Right now, there are no licensing requirements in any of the 50 states. Licensing is a State-by State process. When a State passes a licensing law, which we hope will occur, the process of becoming licensed will be determined by the State and not by an Association or College. Instead, all business interests, including associations and colleges, will have a say in the process. The usual outcome historically is as follows.

  1. Practitioners who graduated from State-Approved schools prior to licensing are grandfathered into the license.
  2. New graduates are given an exam administered by the State – not by an association. The State forms a board that administers the exam. The exam will have the support of all interested parties.
  3. Those who take a State-licensing exam DO NOT need to be a member of any organization. They simply need to graduate from a State Approved College.

How does accreditation play into this?

Schools may choose to be State-Approved or Accredited by an outside Agency such as the Western Association of Ayurvedic Schools and Colleges. There are many such agencies. The advantage of a school becoming accredited by Federally Recognized outside agency is the possibility that their students may attain federal student loans.  California College of Ayurveda is State-Approved. We have chosen not to go through the federal accreditation process at this time. Instead of tying students down to student debt, CCA has chosen to keep high quality education affordable, offer partial scholarships to those in need, and offer payment programs so that students graduate without debt.

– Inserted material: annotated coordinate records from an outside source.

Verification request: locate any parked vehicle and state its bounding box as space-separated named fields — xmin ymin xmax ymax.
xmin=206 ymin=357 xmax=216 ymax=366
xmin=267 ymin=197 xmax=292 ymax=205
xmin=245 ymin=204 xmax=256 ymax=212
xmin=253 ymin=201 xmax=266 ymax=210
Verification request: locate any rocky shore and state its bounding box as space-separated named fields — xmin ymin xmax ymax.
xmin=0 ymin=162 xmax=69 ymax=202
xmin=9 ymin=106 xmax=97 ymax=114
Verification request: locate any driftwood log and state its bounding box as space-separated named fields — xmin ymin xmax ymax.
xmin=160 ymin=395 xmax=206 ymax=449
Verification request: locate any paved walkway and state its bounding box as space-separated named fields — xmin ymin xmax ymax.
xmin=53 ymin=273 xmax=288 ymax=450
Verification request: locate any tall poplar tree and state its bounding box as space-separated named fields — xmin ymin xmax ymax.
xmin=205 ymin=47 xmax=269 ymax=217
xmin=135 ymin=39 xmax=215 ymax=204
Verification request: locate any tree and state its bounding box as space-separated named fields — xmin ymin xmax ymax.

What is the NAMA Accreditation Council (NAMAC) and how does it affect schools and students?

NAMAC is a new accrediting organization that is not accepted by most Ayurvedic Schools and Colleges. It is also not federally recognized. Hence, it is a private organization that is acting based on its own interests and ideas and hopes to become more relevant over time.

Although most of the standards NAMAC utilizes for Ayurvedic education were initially created by Dr. Halpern (one of the founders of NAMA), he does not support their current process. If a school’s program is accepted, the school can then advertise that they are NAMAC approved and pay to be listed on the NAMA / NAMAC websites.

The California College of Ayurveda has no intention at this time of requesting accreditation through their organization or supporting them financially. Accreditation through NAMAC, while sounding official, is entirely inconsequential as it is not a government organization and provides no substantial benefit to schools other than marketing and advertising.